L'urétéro-sigmoïdostomie après cystectomie totale pour cancer. Résultats à long terme. A propos de 60 cas.

16 juillet 2001

Mots clés : Cystectomie radicale, dérivation urinaire interne, Urétérosigmoïdostomie, résultat à long terme
Auteurs : Fournier F, Bon Didier, Doré B, Aubert J
Référence : Prog Urol, 1997, 7, 967-975
BUTS : Le rétablissement du cours des urines après une cystectomie totale mérite discussion même si la plupart des auteurs optent actuellement pour un remplacement vésical ou une dérivation trans-iléale à la peau. La dérivation dans le côlon qui a été utilisée pendant longtemps a peut-être été injustement abandonnée.

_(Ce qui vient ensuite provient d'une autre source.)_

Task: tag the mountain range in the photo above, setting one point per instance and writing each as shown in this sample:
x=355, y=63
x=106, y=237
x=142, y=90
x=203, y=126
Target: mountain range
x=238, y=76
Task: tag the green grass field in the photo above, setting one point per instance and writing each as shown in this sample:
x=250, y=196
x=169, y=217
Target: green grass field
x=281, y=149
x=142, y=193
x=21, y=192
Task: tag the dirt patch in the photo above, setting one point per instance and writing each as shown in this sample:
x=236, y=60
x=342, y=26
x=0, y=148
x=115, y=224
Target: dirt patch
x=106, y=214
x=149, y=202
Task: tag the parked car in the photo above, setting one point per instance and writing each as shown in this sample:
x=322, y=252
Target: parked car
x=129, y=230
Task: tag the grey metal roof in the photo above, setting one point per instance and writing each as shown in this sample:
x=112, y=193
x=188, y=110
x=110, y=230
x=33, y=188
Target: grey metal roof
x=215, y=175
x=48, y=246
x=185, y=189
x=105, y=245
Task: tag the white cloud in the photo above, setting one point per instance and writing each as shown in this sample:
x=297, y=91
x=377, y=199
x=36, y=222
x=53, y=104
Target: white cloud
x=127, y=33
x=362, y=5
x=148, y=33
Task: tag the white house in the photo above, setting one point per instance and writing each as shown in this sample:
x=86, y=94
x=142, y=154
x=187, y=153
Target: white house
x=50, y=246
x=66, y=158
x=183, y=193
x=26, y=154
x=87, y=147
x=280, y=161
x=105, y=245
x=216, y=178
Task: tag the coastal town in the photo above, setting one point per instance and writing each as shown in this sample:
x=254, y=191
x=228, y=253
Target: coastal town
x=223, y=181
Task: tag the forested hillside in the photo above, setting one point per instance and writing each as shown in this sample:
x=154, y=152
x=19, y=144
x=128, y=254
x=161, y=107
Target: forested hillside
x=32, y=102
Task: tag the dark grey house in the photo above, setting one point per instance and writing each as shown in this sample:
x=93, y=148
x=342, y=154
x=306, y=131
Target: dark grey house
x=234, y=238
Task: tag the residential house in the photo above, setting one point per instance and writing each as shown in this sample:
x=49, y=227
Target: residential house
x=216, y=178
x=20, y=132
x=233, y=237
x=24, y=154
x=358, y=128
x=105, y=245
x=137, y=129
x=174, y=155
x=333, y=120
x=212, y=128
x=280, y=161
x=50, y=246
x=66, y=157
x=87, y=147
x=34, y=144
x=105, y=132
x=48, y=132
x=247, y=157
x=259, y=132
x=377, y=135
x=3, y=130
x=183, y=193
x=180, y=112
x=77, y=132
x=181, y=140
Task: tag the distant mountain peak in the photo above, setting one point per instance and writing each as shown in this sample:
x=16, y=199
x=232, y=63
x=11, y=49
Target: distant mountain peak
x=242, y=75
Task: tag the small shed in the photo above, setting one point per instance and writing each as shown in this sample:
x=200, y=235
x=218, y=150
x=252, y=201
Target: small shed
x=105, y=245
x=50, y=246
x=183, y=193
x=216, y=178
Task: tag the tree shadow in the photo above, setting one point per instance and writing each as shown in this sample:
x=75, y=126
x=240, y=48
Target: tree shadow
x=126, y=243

MATERIEL ET METHODES : De 1974 à 1995, soixante malades (116 unités rénales) ont subi une cystectomie pour cancer, suivie par principe d'une urétéro sigmoïdostomie quand l'âge et les conditions locales s'y prêtaient. L'âge moyen des patients (52 hommes et 8 femmes) était de 60 ans. Ils ont été revus au minimum deux fois par an et la surveillance s'est faite par la clinique, des examens biologiques et une urographie intraveineuse une fois par an pendant 5 ans. L'évaluation des résultats fonctionnels et de la qualité de vie a été faite à partir des informations contenues dans les dossiers et pour les 19 patients vivants sans récidive par réponse à un questionnaire.
RESULTATS : La médiane d'observation est de 80 mois. Trente sept patients sont décédés dont 23 (38,38%) de leur cancer de vessie. Quarante patients (66,6%) ont eu des suites immédiates simples. A distance, reflux septique dans le haut appareil urinaire, sténose de la réimplantation urétérale et infections urinaires fébriles ont constitué les complications majeures imposant soit une réimplantation itérative soit une autre dérivation.La continence nocturne (82%) et diurne (85%) est bonne et sur les 19 patients toujours vivants sans signe de récidive, 17 sont satisfaits de leur mode de vie.
CONCLUSION : Après une cystectomie totale pour cancer, l'implantation des deux uretères dans le côlon reste un bon mode de dérivation des urines par sa simplicité et sa bonne tolérance au prix parfois d'une seconde intervention. Des modifications techniques récemment décrites devraient redonner de l'intérêt à cette intervention.